Lesson Learned: Fracturing Story Continues in Completely New Telisa Formation in B Structure South Sumatera
Abstrak
Telisa is a formation in South Sumatera Basin that was famous for its hydraulic fracturing success. In Pertamina, Telisa is found in TL Structure and was successfully treated with hydraulic fracturing. This year, Pertamina found Telisa as a new formation in B-Structure. It has the lowest net pressure yet highest fluid efficiency among other Telisas. Adding low permeability, low young modulus, and nonideal reservoir behavior to that list, fracturing this formation becomes quite challenging.
The first Telisa formation in B Structure was found in well B-62. The well can only produce intermittently in a space of two months. However, its water cut was as low as 50%. In order to produce the well continuously and increase its productivity, hydraulic fracturing treatment was planned. Since Telisa is considered soft rock with young modulus around 1 million psi, the treatment was designed to use 20/40 proppant to minimize embedment effect. According to petrophysical analysis this formation has 40 mD permeability, therefore treatment design was designed to be aggressive with fracture width as priority instead of halflength.

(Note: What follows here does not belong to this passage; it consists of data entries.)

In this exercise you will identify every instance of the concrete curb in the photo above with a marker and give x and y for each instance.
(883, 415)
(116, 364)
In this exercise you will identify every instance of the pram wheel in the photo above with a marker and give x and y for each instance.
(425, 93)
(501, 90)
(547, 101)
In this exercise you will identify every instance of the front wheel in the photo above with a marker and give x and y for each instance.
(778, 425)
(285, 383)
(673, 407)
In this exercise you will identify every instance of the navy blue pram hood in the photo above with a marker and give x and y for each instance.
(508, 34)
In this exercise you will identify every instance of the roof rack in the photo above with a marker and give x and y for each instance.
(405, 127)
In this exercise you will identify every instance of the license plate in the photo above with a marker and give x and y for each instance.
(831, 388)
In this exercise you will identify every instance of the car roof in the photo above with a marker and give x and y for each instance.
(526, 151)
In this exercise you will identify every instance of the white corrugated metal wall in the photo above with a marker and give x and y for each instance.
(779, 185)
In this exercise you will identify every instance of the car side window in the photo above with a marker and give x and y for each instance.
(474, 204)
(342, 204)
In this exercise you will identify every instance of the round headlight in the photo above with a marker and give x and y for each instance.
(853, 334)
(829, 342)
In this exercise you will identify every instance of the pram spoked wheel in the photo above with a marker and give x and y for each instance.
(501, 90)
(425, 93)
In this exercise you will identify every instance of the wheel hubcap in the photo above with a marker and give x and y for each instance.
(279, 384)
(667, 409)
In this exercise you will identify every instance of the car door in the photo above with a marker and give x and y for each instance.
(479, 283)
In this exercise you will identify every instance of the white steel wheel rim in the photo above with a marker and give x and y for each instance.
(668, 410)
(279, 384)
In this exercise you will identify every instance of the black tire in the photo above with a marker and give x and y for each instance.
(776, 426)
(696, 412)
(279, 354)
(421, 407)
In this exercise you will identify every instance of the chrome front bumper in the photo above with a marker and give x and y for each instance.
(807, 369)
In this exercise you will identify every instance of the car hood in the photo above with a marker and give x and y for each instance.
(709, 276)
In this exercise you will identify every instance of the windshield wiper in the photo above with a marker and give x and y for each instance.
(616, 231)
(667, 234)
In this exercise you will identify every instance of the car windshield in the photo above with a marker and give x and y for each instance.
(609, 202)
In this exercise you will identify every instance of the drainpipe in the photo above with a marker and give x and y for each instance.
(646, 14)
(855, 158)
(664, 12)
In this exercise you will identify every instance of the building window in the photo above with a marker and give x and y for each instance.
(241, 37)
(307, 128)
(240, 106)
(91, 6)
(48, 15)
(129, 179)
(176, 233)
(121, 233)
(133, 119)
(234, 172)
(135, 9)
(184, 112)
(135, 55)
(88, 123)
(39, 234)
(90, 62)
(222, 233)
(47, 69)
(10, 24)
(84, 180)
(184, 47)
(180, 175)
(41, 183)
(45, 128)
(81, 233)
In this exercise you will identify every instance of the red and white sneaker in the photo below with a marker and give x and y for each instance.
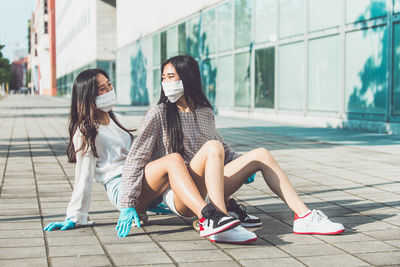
(238, 235)
(316, 223)
(213, 221)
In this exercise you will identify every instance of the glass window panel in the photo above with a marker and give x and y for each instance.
(146, 47)
(366, 71)
(156, 50)
(163, 48)
(291, 17)
(396, 6)
(182, 38)
(172, 42)
(324, 14)
(323, 74)
(358, 10)
(225, 27)
(242, 23)
(265, 20)
(291, 76)
(225, 83)
(150, 85)
(193, 37)
(265, 78)
(396, 70)
(242, 80)
(208, 34)
(209, 78)
(156, 84)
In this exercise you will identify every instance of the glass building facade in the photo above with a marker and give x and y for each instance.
(317, 58)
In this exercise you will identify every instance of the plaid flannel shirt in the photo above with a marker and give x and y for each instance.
(152, 143)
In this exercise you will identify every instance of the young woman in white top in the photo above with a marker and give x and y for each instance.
(183, 122)
(99, 145)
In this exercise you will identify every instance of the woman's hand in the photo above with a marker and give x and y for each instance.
(125, 221)
(65, 225)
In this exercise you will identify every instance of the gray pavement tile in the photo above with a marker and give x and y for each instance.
(395, 243)
(80, 231)
(17, 242)
(198, 255)
(385, 235)
(97, 260)
(248, 252)
(20, 225)
(21, 233)
(260, 243)
(187, 245)
(278, 262)
(71, 240)
(288, 239)
(381, 258)
(141, 258)
(22, 253)
(19, 212)
(114, 239)
(75, 250)
(209, 264)
(365, 247)
(132, 248)
(345, 237)
(333, 260)
(373, 226)
(311, 250)
(31, 262)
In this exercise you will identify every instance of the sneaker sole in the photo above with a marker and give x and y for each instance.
(233, 242)
(233, 224)
(316, 233)
(251, 225)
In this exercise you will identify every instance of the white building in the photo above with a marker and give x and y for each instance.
(333, 63)
(41, 53)
(86, 38)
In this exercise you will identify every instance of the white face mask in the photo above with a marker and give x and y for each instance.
(173, 90)
(106, 102)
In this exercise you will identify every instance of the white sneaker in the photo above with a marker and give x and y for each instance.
(316, 223)
(237, 235)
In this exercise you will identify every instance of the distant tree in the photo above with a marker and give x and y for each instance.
(14, 81)
(5, 68)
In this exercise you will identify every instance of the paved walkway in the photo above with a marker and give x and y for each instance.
(352, 176)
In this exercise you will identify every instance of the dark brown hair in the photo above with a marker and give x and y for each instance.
(188, 70)
(83, 113)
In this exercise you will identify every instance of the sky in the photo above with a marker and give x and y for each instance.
(14, 16)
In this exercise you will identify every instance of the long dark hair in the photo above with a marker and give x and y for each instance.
(188, 70)
(83, 112)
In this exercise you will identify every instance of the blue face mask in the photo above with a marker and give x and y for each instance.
(106, 102)
(173, 90)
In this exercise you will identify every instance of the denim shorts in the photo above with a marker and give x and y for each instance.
(112, 188)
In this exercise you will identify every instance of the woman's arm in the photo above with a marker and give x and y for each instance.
(78, 207)
(230, 154)
(139, 155)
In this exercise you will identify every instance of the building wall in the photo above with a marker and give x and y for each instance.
(135, 20)
(40, 54)
(326, 62)
(86, 38)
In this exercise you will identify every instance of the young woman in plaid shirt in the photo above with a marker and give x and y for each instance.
(183, 123)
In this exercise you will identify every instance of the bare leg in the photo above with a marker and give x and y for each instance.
(206, 169)
(172, 170)
(237, 171)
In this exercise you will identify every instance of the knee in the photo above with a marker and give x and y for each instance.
(215, 148)
(263, 155)
(175, 158)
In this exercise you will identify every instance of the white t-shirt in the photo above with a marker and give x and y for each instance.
(112, 145)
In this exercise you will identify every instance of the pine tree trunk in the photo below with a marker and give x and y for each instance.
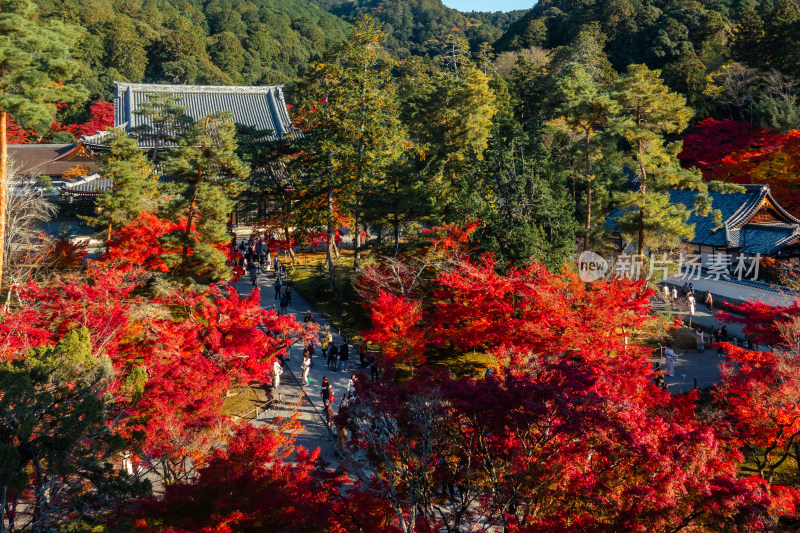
(3, 189)
(3, 496)
(357, 245)
(643, 191)
(588, 195)
(289, 247)
(190, 216)
(329, 248)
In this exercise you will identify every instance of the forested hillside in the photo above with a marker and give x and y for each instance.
(419, 26)
(223, 42)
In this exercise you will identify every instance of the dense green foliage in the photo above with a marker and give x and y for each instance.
(729, 59)
(419, 27)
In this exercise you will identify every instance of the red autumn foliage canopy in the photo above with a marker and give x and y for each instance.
(735, 152)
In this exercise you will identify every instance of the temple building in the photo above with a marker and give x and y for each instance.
(263, 108)
(52, 160)
(753, 224)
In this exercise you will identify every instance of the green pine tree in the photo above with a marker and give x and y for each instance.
(56, 449)
(583, 107)
(134, 185)
(354, 133)
(34, 54)
(207, 178)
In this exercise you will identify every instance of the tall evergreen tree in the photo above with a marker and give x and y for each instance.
(648, 112)
(207, 176)
(351, 112)
(134, 186)
(518, 193)
(56, 449)
(34, 60)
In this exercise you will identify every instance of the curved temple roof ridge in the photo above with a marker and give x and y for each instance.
(262, 107)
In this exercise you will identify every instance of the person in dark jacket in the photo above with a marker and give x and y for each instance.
(344, 355)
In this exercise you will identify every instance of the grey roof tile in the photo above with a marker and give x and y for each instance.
(261, 107)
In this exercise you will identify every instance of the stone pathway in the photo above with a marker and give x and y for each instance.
(306, 399)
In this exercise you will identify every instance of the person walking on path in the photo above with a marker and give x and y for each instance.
(344, 356)
(333, 353)
(284, 303)
(670, 357)
(372, 363)
(326, 391)
(324, 341)
(277, 287)
(276, 374)
(362, 353)
(251, 269)
(306, 366)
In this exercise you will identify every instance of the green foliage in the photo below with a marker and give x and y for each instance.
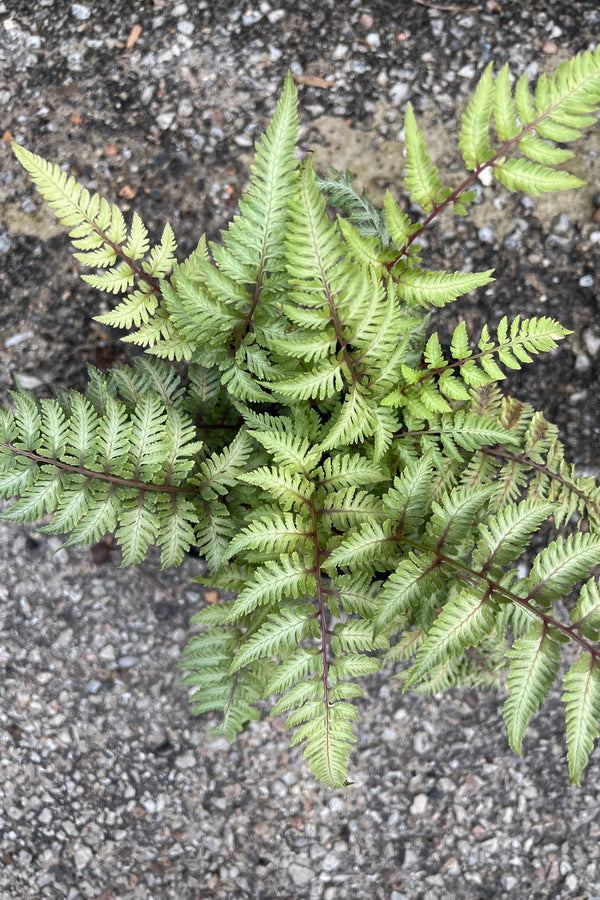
(368, 495)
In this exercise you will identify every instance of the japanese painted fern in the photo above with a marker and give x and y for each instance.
(367, 495)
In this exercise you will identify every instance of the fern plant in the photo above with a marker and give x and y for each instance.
(368, 497)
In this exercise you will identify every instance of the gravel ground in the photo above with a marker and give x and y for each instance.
(109, 789)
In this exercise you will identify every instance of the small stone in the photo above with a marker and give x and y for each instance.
(300, 875)
(419, 804)
(398, 92)
(592, 343)
(165, 120)
(486, 234)
(45, 817)
(421, 742)
(18, 338)
(83, 856)
(185, 27)
(467, 71)
(251, 17)
(81, 12)
(127, 662)
(185, 760)
(185, 108)
(107, 653)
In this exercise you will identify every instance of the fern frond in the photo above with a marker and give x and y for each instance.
(534, 664)
(357, 207)
(474, 140)
(282, 631)
(328, 737)
(422, 177)
(582, 699)
(463, 622)
(418, 286)
(290, 578)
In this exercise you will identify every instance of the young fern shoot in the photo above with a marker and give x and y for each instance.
(369, 498)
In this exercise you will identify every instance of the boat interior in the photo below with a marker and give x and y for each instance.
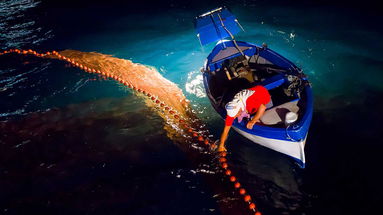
(242, 72)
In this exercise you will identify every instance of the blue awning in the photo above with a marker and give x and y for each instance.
(209, 26)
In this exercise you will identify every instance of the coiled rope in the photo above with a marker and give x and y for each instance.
(194, 133)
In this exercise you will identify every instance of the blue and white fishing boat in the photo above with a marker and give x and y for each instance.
(234, 65)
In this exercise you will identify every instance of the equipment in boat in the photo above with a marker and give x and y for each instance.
(235, 65)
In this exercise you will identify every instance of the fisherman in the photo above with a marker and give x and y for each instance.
(246, 103)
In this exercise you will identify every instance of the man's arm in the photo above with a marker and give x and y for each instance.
(258, 115)
(224, 135)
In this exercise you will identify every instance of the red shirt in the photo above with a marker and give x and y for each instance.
(260, 96)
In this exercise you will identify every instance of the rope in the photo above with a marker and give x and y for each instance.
(193, 133)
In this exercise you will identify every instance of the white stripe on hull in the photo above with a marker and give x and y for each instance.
(293, 149)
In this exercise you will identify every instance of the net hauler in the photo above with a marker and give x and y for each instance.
(235, 65)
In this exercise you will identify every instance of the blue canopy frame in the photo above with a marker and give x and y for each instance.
(216, 25)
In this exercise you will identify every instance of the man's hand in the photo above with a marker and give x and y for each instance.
(250, 125)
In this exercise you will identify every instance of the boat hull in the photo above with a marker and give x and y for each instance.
(293, 149)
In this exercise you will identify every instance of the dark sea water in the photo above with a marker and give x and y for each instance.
(75, 143)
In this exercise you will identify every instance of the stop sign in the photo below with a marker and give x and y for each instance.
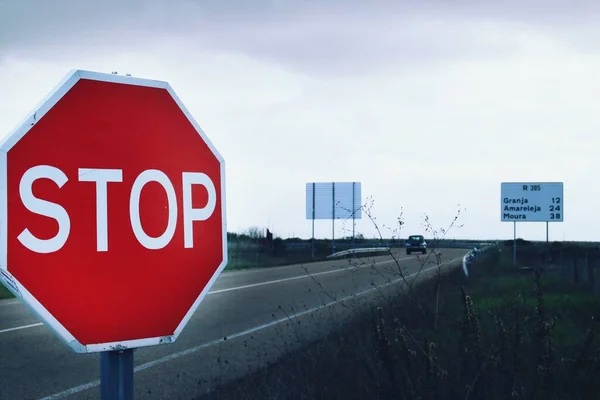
(112, 210)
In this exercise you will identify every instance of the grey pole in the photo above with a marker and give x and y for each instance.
(333, 219)
(116, 375)
(515, 245)
(353, 210)
(313, 238)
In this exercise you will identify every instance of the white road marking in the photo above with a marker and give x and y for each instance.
(243, 287)
(302, 276)
(21, 327)
(174, 356)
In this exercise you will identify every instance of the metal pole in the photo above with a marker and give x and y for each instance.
(353, 210)
(116, 375)
(333, 219)
(515, 245)
(547, 246)
(313, 238)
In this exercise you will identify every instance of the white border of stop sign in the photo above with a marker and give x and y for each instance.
(102, 179)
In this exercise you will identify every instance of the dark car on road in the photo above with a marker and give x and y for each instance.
(416, 243)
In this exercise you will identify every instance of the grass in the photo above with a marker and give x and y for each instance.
(500, 334)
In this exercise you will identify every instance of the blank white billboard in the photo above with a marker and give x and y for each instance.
(333, 200)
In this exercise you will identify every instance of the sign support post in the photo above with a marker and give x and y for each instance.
(531, 202)
(116, 375)
(547, 245)
(515, 245)
(333, 219)
(313, 218)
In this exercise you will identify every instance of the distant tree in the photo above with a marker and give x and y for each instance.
(255, 232)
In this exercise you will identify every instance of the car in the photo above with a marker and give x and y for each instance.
(416, 243)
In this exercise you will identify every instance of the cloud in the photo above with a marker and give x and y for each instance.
(319, 38)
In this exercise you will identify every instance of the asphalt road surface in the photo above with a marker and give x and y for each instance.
(248, 319)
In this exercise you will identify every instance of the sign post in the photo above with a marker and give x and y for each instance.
(114, 194)
(531, 202)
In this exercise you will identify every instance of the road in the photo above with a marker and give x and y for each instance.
(249, 318)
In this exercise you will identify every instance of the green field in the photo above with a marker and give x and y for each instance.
(501, 333)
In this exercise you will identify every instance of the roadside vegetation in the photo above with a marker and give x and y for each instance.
(503, 332)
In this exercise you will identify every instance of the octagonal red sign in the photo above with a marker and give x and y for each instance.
(112, 212)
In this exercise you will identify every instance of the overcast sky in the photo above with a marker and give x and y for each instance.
(430, 104)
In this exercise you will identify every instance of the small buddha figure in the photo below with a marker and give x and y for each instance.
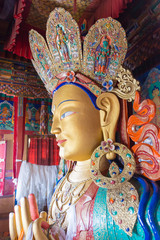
(96, 199)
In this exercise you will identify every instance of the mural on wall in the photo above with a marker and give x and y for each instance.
(151, 90)
(32, 117)
(6, 115)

After performing breakdown, step rate test, and data frac, treatment was redesigned. It turned out that reservoir permeability is not as high as previously estimated. Transmissibility that was acquired from breakdown test data showed that permeability is less than 10 mD, herefore the treatment was switched from aggressive to conservative with half-length as priority. Step down test, and was later confirmed by data frac, it can be inferred that this well has high entry friction at 1300 psi. Data frac also showed presence of fissures from decline curve with concave up shape. Fluid efficiency and pad ratio calculation was adjusted accordingly to handle this non-ideal reservoir behavior. Final design for fracturing treatment was with total of 65,000 lbs 20/40 proppant to target minimum 1.2 FCD, 0.3 inch fracture width, and 2 lbs/ft2 average proppant concentration. Pre-treatment of hundred mesh sand slug was pumped ahead of proppant slurry to reduce entry friction. During main frac job, sand slug failed to reduce entry friction Job was carried out to 6 ppg proppant concentration before loss prime on one of the frac pumps occurred and eventually screen out at the last proppant stage (7 ppg). Total proppant pumped into formation was 44,701 lbs.
Pumping 70% from designed proppant mass was not too bad, however opportunity for improvements was wide opened. There are three things to be considered for next treatments: perforate formation with highest entry hole size available and increase gel viscosity to handle excessive entry friction, pump more sand slug to deal with fissures, and improve pumping system reliability by installing filter to prevent unwanted solid during pumping and erforming horse power test to the frac pumps.